Vitamin D is made from a metabolite which was is in the cholesterol synthesis pathway and therefore is highly correlated with the levels of cholesterol in the patients blood. The conversion of this cholesterol pathway metabolite is related to ultraviolet light exposure. Exposure at high latitudes comparing summer and winter levels shows a 20% variation in both sexes, with females having lower levels than males. However the variation in southern Australia would be less than that seen in this high latitude study, whilst summer/winter variation in northern Australia would be minimal. The variation in the levels seems less to do with light exposure than currently accepted. Interestingly, many Statin drugs (not all) which inhibit cholesterol synthesis are also associated with reduced vitamin D levels. Drugs such as this may be more important in Vitamin D level variation in Australia. 

Genes related to Vitamin D regulation are far more important in determining activated vitamin D status of patients. Studies showing variation in the vitamin D receptor and the Vitamin D carrier protein have both been linked to altered vitamin D responses and Periodontitis. We can assess the known variants of these genes in our patients.

Supplementation with Vitamin D, without a proper assessment of its status and the gene variations and drugs being taken, is not recommended. Some patients have increased CYP27B1 and reduced CYP24A1 activity which results in high active vitamin D levels even with low non-activated vitamin D levels.

Racial Distribution

Periodontitis is very common, and is widely regarded as the second most common dental disease worldwide and has a prevalence of 20–50% of the population with any form of the disease.
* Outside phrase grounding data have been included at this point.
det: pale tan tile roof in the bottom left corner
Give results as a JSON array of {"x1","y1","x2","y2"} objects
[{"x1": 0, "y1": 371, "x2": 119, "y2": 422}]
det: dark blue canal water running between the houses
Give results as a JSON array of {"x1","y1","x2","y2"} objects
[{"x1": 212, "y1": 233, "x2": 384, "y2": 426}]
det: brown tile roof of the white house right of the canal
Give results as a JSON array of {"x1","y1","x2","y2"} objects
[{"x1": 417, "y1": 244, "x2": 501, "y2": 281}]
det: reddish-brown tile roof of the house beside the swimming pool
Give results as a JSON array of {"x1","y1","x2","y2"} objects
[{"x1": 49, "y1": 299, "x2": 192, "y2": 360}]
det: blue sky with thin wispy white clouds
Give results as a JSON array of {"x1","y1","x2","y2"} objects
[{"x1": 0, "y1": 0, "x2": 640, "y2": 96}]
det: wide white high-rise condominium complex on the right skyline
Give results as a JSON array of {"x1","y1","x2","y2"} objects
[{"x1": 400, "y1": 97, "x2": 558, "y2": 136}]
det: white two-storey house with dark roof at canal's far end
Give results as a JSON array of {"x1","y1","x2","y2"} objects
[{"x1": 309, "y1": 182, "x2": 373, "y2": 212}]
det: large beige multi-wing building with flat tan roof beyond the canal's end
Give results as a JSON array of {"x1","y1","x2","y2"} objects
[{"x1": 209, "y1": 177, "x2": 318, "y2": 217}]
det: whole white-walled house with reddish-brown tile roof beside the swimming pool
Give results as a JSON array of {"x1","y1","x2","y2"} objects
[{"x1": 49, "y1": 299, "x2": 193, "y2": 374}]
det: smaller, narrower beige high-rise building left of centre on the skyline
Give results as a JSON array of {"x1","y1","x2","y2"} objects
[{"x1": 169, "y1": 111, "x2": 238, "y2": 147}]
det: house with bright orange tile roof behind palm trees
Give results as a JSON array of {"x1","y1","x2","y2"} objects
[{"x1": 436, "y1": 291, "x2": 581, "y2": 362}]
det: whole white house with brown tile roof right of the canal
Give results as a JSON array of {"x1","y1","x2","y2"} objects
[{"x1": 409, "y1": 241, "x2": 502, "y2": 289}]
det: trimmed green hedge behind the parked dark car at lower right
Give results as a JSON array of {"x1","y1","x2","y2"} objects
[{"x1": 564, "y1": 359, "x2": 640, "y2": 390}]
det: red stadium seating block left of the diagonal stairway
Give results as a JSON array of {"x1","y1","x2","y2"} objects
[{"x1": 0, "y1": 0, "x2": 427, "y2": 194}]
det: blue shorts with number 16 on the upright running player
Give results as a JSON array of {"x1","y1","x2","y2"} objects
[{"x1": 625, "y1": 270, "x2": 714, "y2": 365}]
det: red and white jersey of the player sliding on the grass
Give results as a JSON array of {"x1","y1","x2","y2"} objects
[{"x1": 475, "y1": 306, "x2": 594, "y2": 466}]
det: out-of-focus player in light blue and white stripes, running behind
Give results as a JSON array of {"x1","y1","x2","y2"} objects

Assessment of the world’s population reveals some populations to have higher rates of severe disease than others. The highest rates of severe disease seem to be in the Indian, Pakistani and Sri Lankan populations at around 8%. The next highest populations are the Hispanic and native inhabitants of Mexico, Latin America and South America, the populations of Siberia, Eastern Europe, the Mediterranean countries (Italy, Greece, and Turkey), Africa and the Indonesian archipelago with rates between 4% and 8%. The lowest incidence of severe periodontitis occur in North Western Europeans, North America, the Middle East, China and Australia with rate <3.5% of the population.

The genetics and microbial factors behind these differences are currently being investigated and introduced into the personalization of your treatment.